The plotly version of this graph includes the following features:

  1. A dashboard with options to zoom in, zoom out, re-scale, etc.
  2. A tool-tip that displays information when you hover over a data point.

\(~\)

Creating the graph using plot_ly()

The code below demonstrates how to use plotly to create a scatter plot that is colored by a categorical variable:

plot_ly(data = colleges, type = "scatter", mode = "markers",
        x = ~Cost, y = ~Salary10yr_median, color = ~Private)
  • type = "scatter" tells plotly to draw a scatter plot
  • mode = "markers" plots the data as hover-able dots (rather than text labels or other symbols)

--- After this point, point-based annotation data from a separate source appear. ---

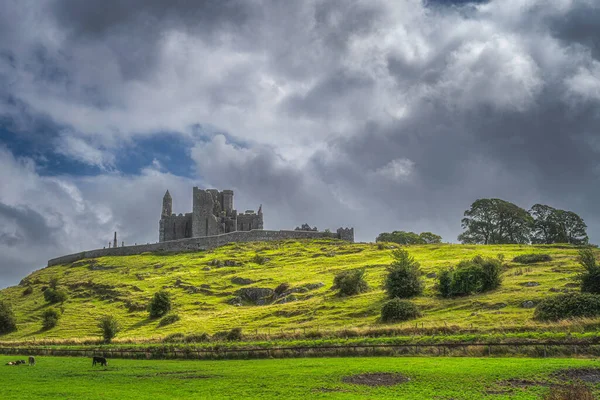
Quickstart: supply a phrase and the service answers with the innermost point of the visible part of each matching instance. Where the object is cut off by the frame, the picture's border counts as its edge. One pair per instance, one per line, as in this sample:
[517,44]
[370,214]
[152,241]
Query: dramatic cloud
[376,114]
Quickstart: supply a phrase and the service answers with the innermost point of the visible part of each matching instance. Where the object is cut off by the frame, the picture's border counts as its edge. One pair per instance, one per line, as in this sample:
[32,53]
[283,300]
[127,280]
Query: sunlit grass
[119,285]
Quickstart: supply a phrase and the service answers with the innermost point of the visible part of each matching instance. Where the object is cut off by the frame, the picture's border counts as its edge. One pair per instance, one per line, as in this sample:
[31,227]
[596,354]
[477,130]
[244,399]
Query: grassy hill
[201,286]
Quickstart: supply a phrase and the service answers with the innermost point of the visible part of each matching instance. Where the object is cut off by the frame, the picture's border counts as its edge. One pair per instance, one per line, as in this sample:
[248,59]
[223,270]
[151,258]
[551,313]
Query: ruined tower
[212,214]
[167,205]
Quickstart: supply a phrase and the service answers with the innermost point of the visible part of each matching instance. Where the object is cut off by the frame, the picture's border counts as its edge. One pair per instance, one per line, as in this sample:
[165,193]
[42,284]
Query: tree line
[497,221]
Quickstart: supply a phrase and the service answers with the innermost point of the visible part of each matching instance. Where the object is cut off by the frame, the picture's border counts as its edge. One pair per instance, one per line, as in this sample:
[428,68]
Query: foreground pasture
[420,378]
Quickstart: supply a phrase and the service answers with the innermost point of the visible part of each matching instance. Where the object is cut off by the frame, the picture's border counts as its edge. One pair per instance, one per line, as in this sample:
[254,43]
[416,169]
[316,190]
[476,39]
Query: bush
[258,259]
[404,276]
[570,305]
[474,276]
[109,327]
[53,282]
[466,279]
[197,337]
[53,296]
[169,319]
[350,282]
[160,304]
[590,278]
[232,335]
[490,273]
[50,318]
[572,391]
[281,289]
[532,258]
[445,282]
[8,322]
[397,310]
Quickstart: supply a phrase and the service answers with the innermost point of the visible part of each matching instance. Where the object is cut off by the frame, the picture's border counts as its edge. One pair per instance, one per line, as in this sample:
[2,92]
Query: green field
[201,284]
[429,378]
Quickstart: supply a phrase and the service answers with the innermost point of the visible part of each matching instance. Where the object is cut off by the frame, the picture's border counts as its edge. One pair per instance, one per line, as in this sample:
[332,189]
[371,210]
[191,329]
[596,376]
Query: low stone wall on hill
[204,243]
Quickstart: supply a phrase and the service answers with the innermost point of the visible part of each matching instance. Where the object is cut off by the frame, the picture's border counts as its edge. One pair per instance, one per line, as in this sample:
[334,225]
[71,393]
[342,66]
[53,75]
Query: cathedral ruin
[212,214]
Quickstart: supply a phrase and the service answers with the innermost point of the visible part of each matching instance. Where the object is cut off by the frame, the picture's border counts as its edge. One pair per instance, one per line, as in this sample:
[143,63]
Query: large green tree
[495,221]
[557,226]
[403,237]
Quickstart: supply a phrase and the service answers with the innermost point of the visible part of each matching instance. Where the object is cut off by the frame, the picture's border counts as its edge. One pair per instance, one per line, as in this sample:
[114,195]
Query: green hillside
[201,286]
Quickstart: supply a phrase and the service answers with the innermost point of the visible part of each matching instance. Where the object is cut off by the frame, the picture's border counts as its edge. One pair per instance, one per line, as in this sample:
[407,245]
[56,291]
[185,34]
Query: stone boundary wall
[200,243]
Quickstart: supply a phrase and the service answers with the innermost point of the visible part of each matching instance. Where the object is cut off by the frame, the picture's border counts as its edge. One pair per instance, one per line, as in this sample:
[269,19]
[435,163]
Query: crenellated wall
[204,243]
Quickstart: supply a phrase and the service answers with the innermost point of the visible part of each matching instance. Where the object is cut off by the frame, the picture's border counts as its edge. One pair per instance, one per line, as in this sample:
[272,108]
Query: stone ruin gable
[206,213]
[346,234]
[175,227]
[201,243]
[250,220]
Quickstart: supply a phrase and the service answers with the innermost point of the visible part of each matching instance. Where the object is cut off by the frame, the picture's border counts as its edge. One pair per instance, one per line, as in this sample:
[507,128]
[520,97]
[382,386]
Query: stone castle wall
[204,243]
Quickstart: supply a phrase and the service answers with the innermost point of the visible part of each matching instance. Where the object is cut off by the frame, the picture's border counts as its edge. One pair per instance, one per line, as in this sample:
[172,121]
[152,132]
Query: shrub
[397,310]
[569,305]
[53,282]
[231,335]
[404,276]
[160,304]
[445,282]
[473,276]
[590,278]
[169,319]
[281,289]
[197,337]
[109,327]
[53,296]
[8,322]
[490,273]
[466,279]
[174,338]
[572,391]
[258,259]
[350,282]
[50,318]
[532,258]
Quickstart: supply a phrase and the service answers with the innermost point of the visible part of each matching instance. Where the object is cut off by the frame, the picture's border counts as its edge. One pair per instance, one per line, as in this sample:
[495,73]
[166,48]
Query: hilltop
[203,284]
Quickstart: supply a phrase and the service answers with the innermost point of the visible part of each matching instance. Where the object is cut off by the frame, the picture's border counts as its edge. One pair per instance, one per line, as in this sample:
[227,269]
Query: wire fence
[529,349]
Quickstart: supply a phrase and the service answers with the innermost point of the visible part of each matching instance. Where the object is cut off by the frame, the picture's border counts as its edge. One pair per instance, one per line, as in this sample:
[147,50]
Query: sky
[377,114]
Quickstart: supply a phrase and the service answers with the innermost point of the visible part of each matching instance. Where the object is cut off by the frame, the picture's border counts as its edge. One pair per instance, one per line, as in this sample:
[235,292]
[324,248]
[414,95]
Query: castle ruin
[212,214]
[213,222]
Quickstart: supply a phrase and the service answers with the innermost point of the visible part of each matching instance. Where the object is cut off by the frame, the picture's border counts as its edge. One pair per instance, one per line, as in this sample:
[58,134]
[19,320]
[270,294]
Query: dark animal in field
[100,360]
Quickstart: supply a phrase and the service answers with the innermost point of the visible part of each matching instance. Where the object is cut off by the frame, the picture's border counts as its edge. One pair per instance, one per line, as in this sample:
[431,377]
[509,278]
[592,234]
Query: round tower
[167,205]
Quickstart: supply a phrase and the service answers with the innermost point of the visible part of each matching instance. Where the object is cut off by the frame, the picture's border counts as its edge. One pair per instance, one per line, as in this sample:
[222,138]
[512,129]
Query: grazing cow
[101,360]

You should notice plotly uses a ~ character to indicate when it should look for variables in the data provided by the data argument. If it were omitted, plotly would look for a vector called “Cost” in your global R environment.

Additionally, you should notice that the default themes and colors in plotly differ from those of ggplot.

\(~\)

Comparison of plotly and ggplot

The decision to use plotly or ggplot depends upon the end goal of your visualization. Here are some factors to consider:

ggplot plotly
Easier to construct complex graphics Interactive
Easier customization (colors, etc.) Allows for 3-D graphics
More legible syntax and grammar Allows for animations
Annotations and exporting Can convert ggplot graphics

Because plotly graphics are interactive, they tend to work nicely with R Shiny.

\(~\)

Lab

Layering in plotly

Similar to ggplot, it is possible to build up a plotly graphic by sequentially adding layers using the %>% operator (similar to the + used with ggplot):

plot_ly(data = colleges) %>% 
    add_trace(type = "scatter", x = ~Cost, y = ~Salary10yr_median, color = ~Private) %>%
    add_text(x = ~Cost, y = ~Salary10yr_median, text = ~State)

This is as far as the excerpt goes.